La crise alimentaire de 2007/2008, concomitante à l’éclatement de la bulle spéculative et immobilière de 2008, a ainsi eu un effet collatéral majeur : la réorientation des acteurs financiers et investisseurs privés vers les marchés de matières premières agricoles. Pour Olivier De Schutter, rapporteur spécial des Nations Unies pour le droit à l’alimentation, « de nombreux indices révèlent que cette hausse des prix et que la volatilité des produits alimentaires s’expliquent en partie par l’émergence de nouveaux spéculateurs qui génèrent des bulles spéculatives » [[Spéculation sur les matières premières agricoles, La complicité des banques belges dans la spéculation sur l’alimentation, CNCD 11.11.11, 11.11.11, SOS Faim, Oxfam-Solidarité, RFA (Réseau Financement Alternatif), FAIRFIN – juin 2013 – http://www.cncd.be/IMG/pdf/2013-06_rapport_speculation_alimentation.pdf]] .

Les acteurs financiers voient la volatilité des prix et donc les tensions persistantes sur les marchés agricoles comme une véritable aubaine. La réaction de Glencore, une des premières sociétés de courtage de matières premières, face à la hausse des cours de l’été 2012, l’illustre bien : « Concernant les perspectives pour le reste de l’année, l’environnement est bon : des prix élevés, une forte volatilité, beaucoup de troubles/cassures, beaucoup de possibilités d’arbitrage » [[Glencore sees opportunities in US drought, Reuters, août 2012 – http://www.reuters.com/article/2012/08/21/us-grains-glencore-idUSBRE87K0OY20120821]].
L’ensemble des fonds indiciels sur les matières premières échangées à la Bourse de Chicago (place boursière principale pour le secteur) a donc explosé à partir de 2007-2008 [[Spéculation sur les matières premières agricoles, La complicité des banques belges dans la spéculation sur l’alimentation, CNCD 11.11.11, 11.11.11, SOS Faim, Oxfam-Solidarité, RFA (Réseau Financement Alternatif), FAIRFIN – juin 2013 – http://www.cncd.be/IMG/pdf/2013-06_rapport_speculation_alimentation.pdf]]. Dans un contexte mondial où tout indique une tension accrue sur les prix agricoles, l’arrivée de ces nouveaux investisseurs, qui privilégient les contrats à terme, impacte directement les marchés physiques et crée de fait un appel d’air pour une production agricole mondiale accrue.

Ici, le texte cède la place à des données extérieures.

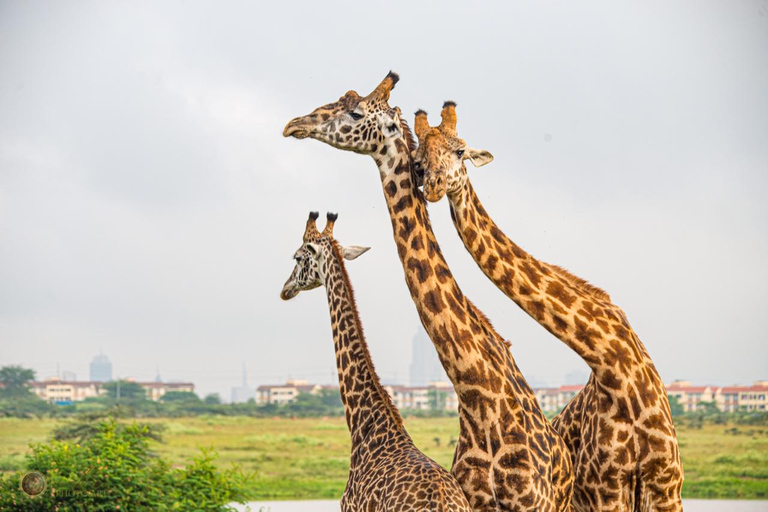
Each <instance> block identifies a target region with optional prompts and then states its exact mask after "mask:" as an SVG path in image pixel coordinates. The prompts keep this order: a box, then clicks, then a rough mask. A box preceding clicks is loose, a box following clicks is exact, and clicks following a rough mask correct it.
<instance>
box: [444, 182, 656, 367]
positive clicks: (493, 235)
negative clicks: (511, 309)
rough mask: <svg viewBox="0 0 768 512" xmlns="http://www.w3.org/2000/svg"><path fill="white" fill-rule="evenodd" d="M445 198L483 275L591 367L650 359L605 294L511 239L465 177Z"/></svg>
mask: <svg viewBox="0 0 768 512" xmlns="http://www.w3.org/2000/svg"><path fill="white" fill-rule="evenodd" d="M448 200H449V202H450V205H451V219H452V220H453V224H454V226H455V227H456V231H458V233H459V237H460V238H461V240H462V242H463V243H464V246H465V247H466V249H467V250H468V251H469V252H470V254H471V255H472V257H473V258H474V260H475V262H476V263H477V265H478V266H479V267H480V268H481V269H482V271H483V272H484V273H485V275H486V276H487V277H488V278H489V279H490V280H491V281H492V282H493V283H494V284H495V285H496V286H497V287H498V288H499V289H500V290H501V291H502V292H504V293H505V294H506V295H507V296H508V297H509V298H510V299H512V300H513V301H514V302H515V303H516V304H517V305H518V306H520V307H521V308H522V309H523V311H525V312H526V313H528V315H530V316H531V317H532V318H533V319H534V320H536V321H537V322H539V323H540V324H541V325H542V326H544V328H546V329H547V330H548V331H550V332H551V333H552V334H554V335H555V336H556V337H557V338H559V339H560V340H561V341H562V342H564V343H565V344H566V345H568V346H569V347H570V348H571V349H572V350H574V351H575V352H576V353H577V354H579V355H580V356H581V357H582V359H584V361H586V363H587V364H588V365H589V366H590V367H591V368H592V370H593V371H595V372H597V373H598V374H599V373H600V372H601V371H602V370H605V369H606V368H611V367H613V366H615V364H616V363H617V359H619V358H622V359H623V364H624V365H627V364H631V363H635V364H644V363H646V362H648V361H649V359H648V358H647V353H646V352H645V348H644V347H643V346H642V343H640V340H639V339H637V337H636V336H634V333H633V332H632V330H631V328H630V326H629V323H628V322H627V320H626V317H625V315H624V313H623V312H622V311H621V309H619V308H618V307H617V306H615V305H614V304H613V303H611V301H610V297H609V296H608V294H606V293H605V292H603V291H602V290H599V289H597V288H595V287H593V286H591V285H590V284H588V283H587V282H586V281H583V280H582V279H580V278H578V277H575V276H573V275H571V274H570V273H568V272H567V271H566V270H564V269H562V268H560V267H556V266H554V265H549V264H547V263H543V262H540V261H538V260H537V259H536V258H534V257H533V256H531V255H530V254H528V253H527V252H525V251H524V250H523V249H521V248H520V247H519V246H518V245H517V244H515V243H514V242H513V241H512V240H510V239H509V238H508V237H507V236H506V235H505V234H504V233H503V232H502V231H501V229H499V227H498V226H497V225H496V223H495V222H494V221H493V219H492V218H491V217H490V216H489V215H488V213H487V212H486V210H485V208H484V207H483V205H482V203H481V202H480V199H479V198H478V197H477V194H476V193H475V190H474V188H473V187H472V184H471V183H470V182H469V180H467V181H466V182H465V184H464V186H463V187H462V188H460V189H458V190H456V191H453V192H449V194H448ZM616 340H618V341H619V345H621V346H617V344H616Z"/></svg>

Pour soutenir ou plutôt « nourrir » cette forte augmentation des activités financières dans le secteur, les projets d’investissement dans l’agriculture des pays du Sud se sont donc multipliés – soit par des Etats, via des fonds souverains, désireux d’assurer leur approvisionnement, soit par des acteurs privés souhaitant directement revendre leur production sur les marchés mondiaux. Résultat : une ruée sur les terres et les ressources pour assurer la demande croissante, et gonflée de manière fictive, en matières premières.

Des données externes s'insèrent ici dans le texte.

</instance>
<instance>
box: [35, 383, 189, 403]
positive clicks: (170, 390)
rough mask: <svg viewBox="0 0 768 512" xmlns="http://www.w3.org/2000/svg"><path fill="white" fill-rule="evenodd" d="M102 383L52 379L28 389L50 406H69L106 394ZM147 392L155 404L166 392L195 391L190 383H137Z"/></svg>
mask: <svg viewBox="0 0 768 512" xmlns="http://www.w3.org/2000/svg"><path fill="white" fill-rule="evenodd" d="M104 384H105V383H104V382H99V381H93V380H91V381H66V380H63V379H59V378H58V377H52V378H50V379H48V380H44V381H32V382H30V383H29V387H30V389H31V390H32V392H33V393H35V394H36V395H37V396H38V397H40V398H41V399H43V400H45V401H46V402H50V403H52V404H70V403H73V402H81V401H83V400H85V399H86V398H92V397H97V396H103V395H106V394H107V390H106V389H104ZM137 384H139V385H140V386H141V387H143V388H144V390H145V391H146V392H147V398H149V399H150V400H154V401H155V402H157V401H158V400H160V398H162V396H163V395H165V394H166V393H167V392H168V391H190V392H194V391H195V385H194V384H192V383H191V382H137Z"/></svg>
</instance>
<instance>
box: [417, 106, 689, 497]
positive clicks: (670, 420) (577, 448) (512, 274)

Permettre à la population de se nourrir semble bien être le cadet des soucis de nombreux acteurs investissant dans l’agriculture… Pourtant on pourrait croire le contraire, quand on voit les grands acteurs du secteur privé s’engager également, ces dernières années, dans les actions de « développement agricole » au Sud, avec des soutiens publics tant politiques que financiers. Les différentes banques ou agences ayant un mandat de développement (Banque Mondiale, Banque Européenne d’investissement, agences nationales de développement comme l’AFD,…) ont pour la plupart une branche spécifique dédiée au secteur privé, travaillant avec de nombreuses multinationales du secteur, et dont les capacités de financement ont été augmentées ces dernières années. Ainsi, par exemple, PROPARCO (la branche de l’AFD dédiée au secteur privé) a connu une explosion de son portefeuille de plus de 32% en cinq ans pour atteindre en 2011 plus de 2,6 milliards d’euros.

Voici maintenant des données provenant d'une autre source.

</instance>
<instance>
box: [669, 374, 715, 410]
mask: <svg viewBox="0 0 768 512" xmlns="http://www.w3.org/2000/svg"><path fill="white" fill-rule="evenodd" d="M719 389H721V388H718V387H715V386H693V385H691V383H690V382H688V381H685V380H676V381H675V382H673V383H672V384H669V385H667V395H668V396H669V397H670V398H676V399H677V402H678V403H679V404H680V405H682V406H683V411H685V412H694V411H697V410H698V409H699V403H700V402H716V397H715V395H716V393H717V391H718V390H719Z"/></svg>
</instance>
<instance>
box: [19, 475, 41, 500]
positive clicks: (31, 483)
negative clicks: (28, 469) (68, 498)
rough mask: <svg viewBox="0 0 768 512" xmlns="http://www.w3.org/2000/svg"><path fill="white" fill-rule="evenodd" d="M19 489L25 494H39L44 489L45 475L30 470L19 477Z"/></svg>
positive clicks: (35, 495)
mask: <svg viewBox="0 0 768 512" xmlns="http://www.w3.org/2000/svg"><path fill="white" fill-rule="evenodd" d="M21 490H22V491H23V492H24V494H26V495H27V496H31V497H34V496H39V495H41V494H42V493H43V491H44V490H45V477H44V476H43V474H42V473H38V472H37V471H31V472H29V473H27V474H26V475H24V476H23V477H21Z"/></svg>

La Société de Promotion et de Participation pour la Coopération Économique (PROPARCO) est la branche de l’AFD dédiée au secteur privé. « Sa mission est de favoriser les investissements privés dans les pays du Sud, en faveur de la croissance et du développement durable. Elle intervient dans les pays émergents et en développement à travers une gamme complète d’instruments financiers ». Institution financière de développement, PROPARCO se concentre « sur le soutien direct aux entreprises, l’appui aux intermédiaires financiers et le développement des infrastructures » tout en promouvant les plus hauts standards en termes de responsabilité sociale, environnementale et financière. Enfin, PROPARCO déclare se positionner en complément de l’offre commerciale et répondre aux insuffisances de marché : « ses financements ont vocation à démontrer la viabilité des solutions privées dans des domaines novateurs ou dans des secteurs et régions jugés trop risqués par les investisseurs ».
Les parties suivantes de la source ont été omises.